To better define the elevated susceptibility to programmed cell death in ARPKD and the role therein of FC1, we investigated proliferation and apoptosis in human kidney cells possessing down-regulated PKHD1 due to siRNA interference. Our results demonstrate that there is an increase in apoptosis, which is dependent on caspase-3 activation and associated to abnormally elevated activity of the nuclear factor-kappa B (NF-κB), in FC1-deficient human cells. This is a transcription factor which is crucial for the regulation of many physiological and pathological-associated processes; it is closely associated with cancer development and it plays a pivotal role in promotion of cell proliferation and inflammation, as well as suppression of apoptosis [12]. Nevertheless, NF-κB activation is known to accompany apoptotic death induced by serum withdrawal in HEK293 cells [13]. Therefore, the activation of this transcription factor may be responsible for triggering a distinct pattern of target genes which induce diametrically opposite effects in different tissues or contexts [12, 14, 15]. Indeed, we have demonstrated that NF-κB inactivation is required for the suppression of caspase-3 activity and reduction of cell death in FC1-depleted cells, thus showing that NF-κB may play a pro-apoptotic role in polycystic cells.
Methods
Reagents
D-MEM/F12 and MEM media, fetal bovine serum (FBS), glutamine and antibiotics were obtained from Euroclone (Milano, Italy); G418, Tumor Necrosis Factor α (TNF), protease inhibitors, Bovine Serum Albumin (BSA), mouse anti-β-actin and anti-β-tubulin were from Sigma (Milano, Italy). Parthenolide was obtained from Alexis Biochemicals (Vinci, Italy). pNF-κB-TA-Luc from Clontech (BD bioscences, Buccinasco, Italy), scramble siRNA from Ambion (Applied Biosystems, Monza, Italy), the antibodies anti-p21(Waf), -NFκB-p65, -p53 were from Santa Cruz (DBA Italia Srl, Segrate, Italy), and anti-Erk1/2 and -pErk1/2 were from Cell Signaling Technology (Euroclone, Italy). Enhanced chemiluminescent substrates for immunoblotting (SuperSignalDura or SuperSignalFemto) and HRPconjugated goat anti-rabbit and anti-mouse antibodies were purchased from Pierce (Euroclone, Italy).

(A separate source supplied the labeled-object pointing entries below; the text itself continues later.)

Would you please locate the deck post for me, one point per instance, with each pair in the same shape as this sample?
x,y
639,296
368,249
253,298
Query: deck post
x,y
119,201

Cells, DNA constructs and transfections
Human embryonic (HEK293), and adult 4/5 kidney tubular cells (4/5) were cultured as previously described [16]. Cells were co-transfected by calcium phosphate with pCDNA3 and either pSsiPKHD1a or pSsiPKHD1b recombinant plasmids expressing PKHD1 siRNA, or the empty pSuper vector, respectively. PKHD1 siRNA a and b (against PKHD1 exon VI 5′GTTTATCCACCAAGTGGTG3′ and exon VIII 5′GCTCAAGGA GACAAATGGG3′ sequences, GeneBank accession number AF480064) were cloned as previously described [16]. G418-resistant clones (HEK293pSuper, HEK293pSsiPKHD1, 4/5pSuper and 4/5pSsiPKHD1), and cells transfected with scramble siRNA [16] were analysed by RT-PCR and immunoblotting.
RT-PCR analysis
Total RNA was purified with Trizol® (Invitrogen, San Giuliano Milanese, Italy). mRNA was reverse-transcribed using a IM-Prom II reverse transcriptase kit (Promega, Milano, Italy) with random hexamers and specific primers for FC1 PCR and nested PCR as already described [17].
Western blotting
Total cell lysates were obtained as described [16]. For the protein phosphorylation analysis, cell lysates were supplemented with 10 mM sodium pyrophosphate and 1 mM sodium vanadate. Lysates were subjected to 6 or 10% SDS–polyacrylamide gel electrophoresis. For cell membranes preparation [18, 19] cells were homogenized (Dounce) then centrifuged at 1,500g for 10 min; the supernatant was centrifuged at 15,000g for 1 h. Pellets were resuspended in lysis buffer, separated on SDS–polyacrylamide gel, blotted and analyzed as previously described [16]. The monoclonal antibody anti-FC1 14A N-ter was employed for FC1 detection [20] and proteins were visualized by using the SuperSignalFemto chemiluminescence system. Quantitative band analysis was performed by scanning filters with a Model GS-700 Imaging Densitometer (BIO-RAD, Milan, Italy).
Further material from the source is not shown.